Who fantasises about power?

Yet another limelight-shunning reader has attacked me. He demands my concealment of his identity but he assails me for filling a page with what he calls ‘academic fantasising’. This I am charged with having done in last February’s issue of MPS.

I should not have thought it possible for anybody justifiably to describe this column as academic, but there you go. In our reader’s opinion I committed this crime at inordinate length, venting my spleen (he says) on the internal combustion engine because of its historic triumph against electrical motive power for automobiles.

But I have to admit that he has a case. He contends that the fuel cell, which is so much touted as the modern electrical power systematist’s answer to the conventional fossil-fuelled motor-car engine, is not altogether what it is cracked up to be. Look at the whole range of reference material, challenges my correspondent, whether it be web-enabledly wondrous, shelf-bendingly encyclopaedic or augustly lexicographic, and you will discover more or less subtle disagreement over the nature of the fuel cell. For while what occurs in the cell is generally recognised as oxidation it is not infrequently also described as combustion.

This failure to differentiate rigorously is not confined to ‘popular’ literature. In evidence my tormentor quotes from an English-language dictionary of energy technology.† This book was brought out in the early 1980s by highly reputable Anglo-American science publishers. It was the work of well respected academics. They defined a fuel cell as an electrochemical cell that utilises the energy of a spontaneous chemical reaction such as ‘the combustion of a carbonaceous, hydrogen or hydrocarbon fuel by oxygen from the air’.

Now nobody quarrels with references to computers as ‘engines’, observes my critic, so why shouldn’t we describe electrochemical cells as engines too? For then, unobjectionably, your fuel cell can become an internal combustion engine: and when you power an automobile with it you no longer have such a simple story to tell as the one in February’s column.

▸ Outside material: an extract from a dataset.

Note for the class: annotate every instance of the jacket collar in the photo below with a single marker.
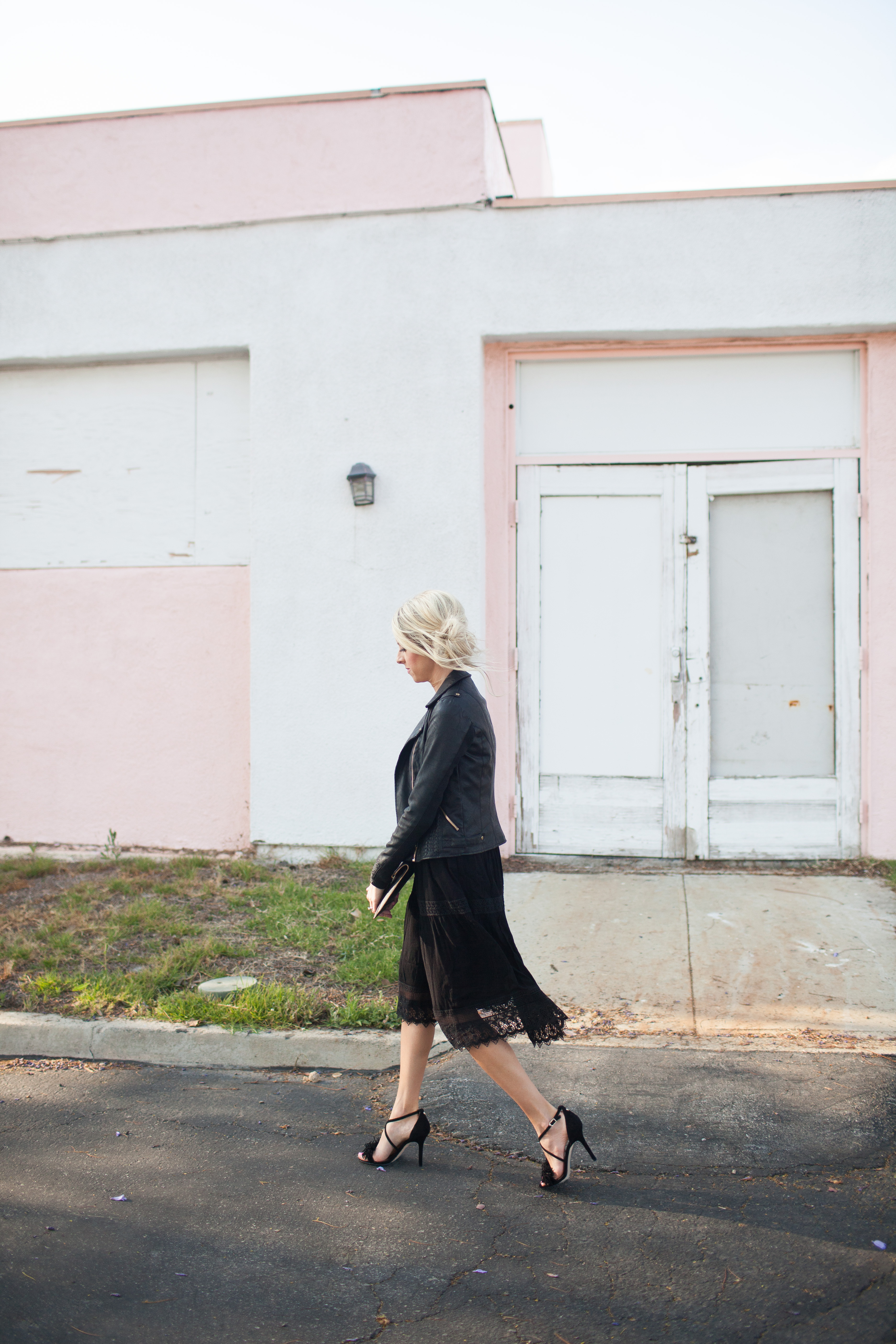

Up to a point I yield to this assault. But cars propelled by electric motors that are supplied with electricity by fuel cells are incontrovertibly electric cars. They do not depend on the conversion into mechanical work of heat from a chemical reaction commonly termed combustion. No heat engine has to mediate between a fuel cell and an electrical transmission.††

Perhaps my anonymity-craving correspondent and I are both, if not actually academic, at least inclined to be academic fantasists. Please may I now cry quits?